U.S. health care costs are escalating at an astronomical pace. The 2006 national average to maintain an employee’s medical plan is expected to be upward of $8,400.

What’s more troubling is the majority of employees supported by work-sponsored health care plans aren’t even reaping the benefits of their coverage. Approximately half of American employees require such little care that their expenses account for only 3% of employer health care spending, while 15% of the population will account for more than 80% of employer health care spending.

Clearly, traditional health care plans aren’t addressing employee demographics in an efficient and consistent manner.

CDHP Success

As the concept of consumerism takes root, the early performance of the new consumer-driven health care plans is encouraging.

According to a report by Aetna Inc., Hartford, based on total replacement plans that incorporated a health reimbursement arrangement, the CDHP resulted in a two-year annualized trend that was two percentage points lower than the 10.3% average increase for a traditional preferred provider organization plan over the same period.

On average, the typical employer who offered a CDHP as an option experienced a rate increase at renewal of just 5.3%.

The 2004 Mercer National Survey of Employer-Sponsored Health Plans shows that CDHPs had the lowest costs of all medical plans for large employers on a per-employee per-year basis, providing more than $800 in savings per employee.

The results have to do with many facets of the plans, and the plans are still in the early stages. However, the power of consumerism is clearly one of the driving factors in CDHPs’ ability to control costs.

United Healthcare, the health insurance unit of UnitedHealth Group Inc., Minnetonka, Minn., found CDHP participants displayed a 15% to 18% reduction in emergency visits, that 94% were using generic drugs when generics were available, and that 55% of the members reported being more likely to think twice about going to the doctor for minor health care needs.

In addition, Aetna says 83% of its CDHP members were more conscious of health care costs.

Demographic Trends

CDHPs help flush out the health care imbalances employers traditionally have faced. Demographic analysis played a key role in properly assessing the medical coverage costs of employees at the onset of the CDHP movement, for insurance carriers and brokers alike.

When the CDHP concept was being developed, it was assumed that the demographics of early program adopters would be similar to those of the early adopters of health maintenance organization coverage. The early adopters of HMOs were primarily young, male and healthy.
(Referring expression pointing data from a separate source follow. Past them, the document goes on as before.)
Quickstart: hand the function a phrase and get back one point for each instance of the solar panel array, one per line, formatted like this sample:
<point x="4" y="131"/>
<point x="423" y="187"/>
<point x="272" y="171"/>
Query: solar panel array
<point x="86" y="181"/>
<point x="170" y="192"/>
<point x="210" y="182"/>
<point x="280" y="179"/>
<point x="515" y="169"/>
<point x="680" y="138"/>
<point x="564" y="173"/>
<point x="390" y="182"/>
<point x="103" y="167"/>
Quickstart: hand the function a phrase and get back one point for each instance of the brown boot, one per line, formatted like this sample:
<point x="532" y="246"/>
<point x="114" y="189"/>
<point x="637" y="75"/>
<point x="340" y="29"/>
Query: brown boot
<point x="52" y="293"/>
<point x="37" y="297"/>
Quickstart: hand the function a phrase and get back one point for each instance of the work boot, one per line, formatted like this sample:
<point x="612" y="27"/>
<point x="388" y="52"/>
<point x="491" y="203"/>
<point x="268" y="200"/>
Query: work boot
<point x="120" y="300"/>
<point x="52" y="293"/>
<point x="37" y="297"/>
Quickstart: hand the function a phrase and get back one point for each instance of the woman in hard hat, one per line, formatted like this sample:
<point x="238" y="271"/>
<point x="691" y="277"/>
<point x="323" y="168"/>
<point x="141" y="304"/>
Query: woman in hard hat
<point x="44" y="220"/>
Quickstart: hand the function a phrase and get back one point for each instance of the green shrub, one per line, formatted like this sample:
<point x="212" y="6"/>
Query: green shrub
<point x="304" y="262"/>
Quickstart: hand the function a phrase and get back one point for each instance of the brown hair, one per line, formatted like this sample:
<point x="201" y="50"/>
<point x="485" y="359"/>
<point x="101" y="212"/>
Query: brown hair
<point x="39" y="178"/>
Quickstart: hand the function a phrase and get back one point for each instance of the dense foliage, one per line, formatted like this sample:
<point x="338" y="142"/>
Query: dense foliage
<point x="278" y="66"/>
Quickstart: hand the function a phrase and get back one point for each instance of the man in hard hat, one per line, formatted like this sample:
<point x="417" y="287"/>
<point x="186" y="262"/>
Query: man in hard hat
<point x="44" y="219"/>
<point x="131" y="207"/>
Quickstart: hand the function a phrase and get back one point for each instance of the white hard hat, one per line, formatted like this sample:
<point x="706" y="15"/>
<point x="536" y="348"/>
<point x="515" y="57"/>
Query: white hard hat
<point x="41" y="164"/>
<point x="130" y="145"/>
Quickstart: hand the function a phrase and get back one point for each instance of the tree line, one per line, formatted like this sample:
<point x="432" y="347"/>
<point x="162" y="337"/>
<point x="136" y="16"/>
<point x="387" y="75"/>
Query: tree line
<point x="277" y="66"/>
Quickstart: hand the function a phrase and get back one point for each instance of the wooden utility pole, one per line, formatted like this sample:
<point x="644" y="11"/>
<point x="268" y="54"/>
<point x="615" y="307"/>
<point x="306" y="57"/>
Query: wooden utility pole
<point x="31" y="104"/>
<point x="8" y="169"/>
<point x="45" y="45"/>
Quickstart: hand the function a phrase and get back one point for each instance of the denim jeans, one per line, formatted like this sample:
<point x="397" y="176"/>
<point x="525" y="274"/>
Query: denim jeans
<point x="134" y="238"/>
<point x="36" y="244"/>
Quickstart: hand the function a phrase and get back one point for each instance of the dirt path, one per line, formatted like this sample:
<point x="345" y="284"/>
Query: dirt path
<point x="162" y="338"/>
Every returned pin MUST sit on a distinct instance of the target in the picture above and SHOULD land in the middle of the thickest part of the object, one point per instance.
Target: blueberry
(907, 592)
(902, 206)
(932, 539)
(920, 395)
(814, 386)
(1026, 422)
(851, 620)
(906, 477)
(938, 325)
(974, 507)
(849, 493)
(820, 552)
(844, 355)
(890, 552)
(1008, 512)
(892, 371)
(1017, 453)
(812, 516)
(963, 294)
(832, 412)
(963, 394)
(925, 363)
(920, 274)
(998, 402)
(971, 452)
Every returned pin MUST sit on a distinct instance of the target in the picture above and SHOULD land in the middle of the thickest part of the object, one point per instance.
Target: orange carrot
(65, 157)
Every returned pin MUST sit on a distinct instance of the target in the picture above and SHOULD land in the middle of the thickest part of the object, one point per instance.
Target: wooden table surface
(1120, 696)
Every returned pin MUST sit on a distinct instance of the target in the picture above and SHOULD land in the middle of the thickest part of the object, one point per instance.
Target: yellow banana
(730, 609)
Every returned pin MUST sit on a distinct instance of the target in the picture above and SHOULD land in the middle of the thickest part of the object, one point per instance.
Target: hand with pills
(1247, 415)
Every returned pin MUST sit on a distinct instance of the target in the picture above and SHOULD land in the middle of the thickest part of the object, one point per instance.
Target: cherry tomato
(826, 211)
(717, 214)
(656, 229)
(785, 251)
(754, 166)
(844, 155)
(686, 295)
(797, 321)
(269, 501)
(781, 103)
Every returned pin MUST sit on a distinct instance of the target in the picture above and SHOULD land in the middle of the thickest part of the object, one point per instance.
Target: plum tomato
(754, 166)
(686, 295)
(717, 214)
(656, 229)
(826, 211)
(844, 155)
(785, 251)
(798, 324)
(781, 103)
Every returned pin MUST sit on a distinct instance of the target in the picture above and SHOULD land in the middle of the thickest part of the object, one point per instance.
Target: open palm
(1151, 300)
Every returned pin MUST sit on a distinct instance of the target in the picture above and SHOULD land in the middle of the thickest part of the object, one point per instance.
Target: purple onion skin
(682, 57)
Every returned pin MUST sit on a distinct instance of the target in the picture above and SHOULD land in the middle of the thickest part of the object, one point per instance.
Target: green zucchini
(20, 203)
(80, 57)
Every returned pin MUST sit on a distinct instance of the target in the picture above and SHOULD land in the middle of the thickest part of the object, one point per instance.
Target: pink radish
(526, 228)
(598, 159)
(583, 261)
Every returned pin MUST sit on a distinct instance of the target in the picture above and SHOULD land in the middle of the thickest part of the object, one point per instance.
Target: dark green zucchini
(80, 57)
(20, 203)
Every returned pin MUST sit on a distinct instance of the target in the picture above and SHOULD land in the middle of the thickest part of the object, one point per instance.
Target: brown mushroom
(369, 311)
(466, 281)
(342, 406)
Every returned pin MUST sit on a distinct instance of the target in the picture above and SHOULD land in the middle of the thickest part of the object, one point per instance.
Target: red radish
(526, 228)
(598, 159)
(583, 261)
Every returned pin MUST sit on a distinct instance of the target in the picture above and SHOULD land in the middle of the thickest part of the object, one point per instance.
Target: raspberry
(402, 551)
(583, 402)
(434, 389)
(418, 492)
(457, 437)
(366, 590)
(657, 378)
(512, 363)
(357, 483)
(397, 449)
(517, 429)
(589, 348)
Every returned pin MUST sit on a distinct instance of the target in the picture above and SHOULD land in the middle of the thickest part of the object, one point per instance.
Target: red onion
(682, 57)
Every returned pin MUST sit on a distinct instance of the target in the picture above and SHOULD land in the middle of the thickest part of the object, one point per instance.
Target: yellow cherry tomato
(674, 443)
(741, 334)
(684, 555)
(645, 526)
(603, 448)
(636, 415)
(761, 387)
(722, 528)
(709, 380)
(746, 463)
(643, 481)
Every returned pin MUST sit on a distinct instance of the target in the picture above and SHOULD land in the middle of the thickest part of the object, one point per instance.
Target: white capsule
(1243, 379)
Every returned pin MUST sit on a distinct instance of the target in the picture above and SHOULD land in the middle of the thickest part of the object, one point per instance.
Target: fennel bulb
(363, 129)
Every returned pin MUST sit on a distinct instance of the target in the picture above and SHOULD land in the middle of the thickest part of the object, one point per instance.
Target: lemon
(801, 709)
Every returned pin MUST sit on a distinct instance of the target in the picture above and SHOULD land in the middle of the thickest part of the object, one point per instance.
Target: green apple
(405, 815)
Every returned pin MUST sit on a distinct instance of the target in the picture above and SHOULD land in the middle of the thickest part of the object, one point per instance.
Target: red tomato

However, CDHPs have defied all assumptions, surprising almost all experts in the industry. According to a four-year study conducted by United Healthcare–the largest provider of CDHPs–58% of purchasers bought family coverage in 2004, and 63% were over the age of 40. About 23% of the CDHP enrollees were single females, and only 19% were single males.

Because CDHPs have deductibles in excess of $1,000 per individual, another assumption was that participants would try and save their health savings account money and not seek adequate preventive care. Once again, the actual results are exactly opposite of what was expected. According to a McKinsey & Company study published in June 2005, participants in a CDHP were 20% more likely to participate in a company-sponsored wellness program, over 30% more likely to get an annual checkup (because they thought it would save them money in the long run), and over 20% more likely to follow treatment regimens for chronic conditions very carefully.

In addition, Aetna’s initial 2005 HSA results showed there were no significant changes in care for members with diabetes or heart conditions and members taking common antihypertension drugs or using common treatments for asthma.

There were no significant reductions in use of preventive care services at Aetna, and United Healthcare has reported an 8% to 9% increase in use of preventive care by CDHP members.

Finally, and perhaps most surprising, the majority of CDHPs involve a single deductible of more than $1,000. While experts were skeptical that people could afford HSAs and thought only the wealthy would enroll, the results have been overwhelmingly contrary.

According to the 2004 United Healthcare HSA statistics, more than 30% of all high-deductible health plan purchasers were earning less than $50,000 per year.

Even more surprising is that 17.8% of CDHP members previously were uninsured, meaning the lower cost of CDHP coverage is attracting the attention of the uninsured population.

CDHPs are still new and have a long way to go. As any actuary will tell you, it takes a large number of people to enroll in a plan over an extended period of time before the results can be 100% accurate or reliable. However, all of the early indicators suggest CDHPs are engaging the consumer in the health care process for the first time. This engagement, coupled with the emergence of widespread medical data dissemination, is proving to be a powerful tool in helping to control the rising cost of health care inflation.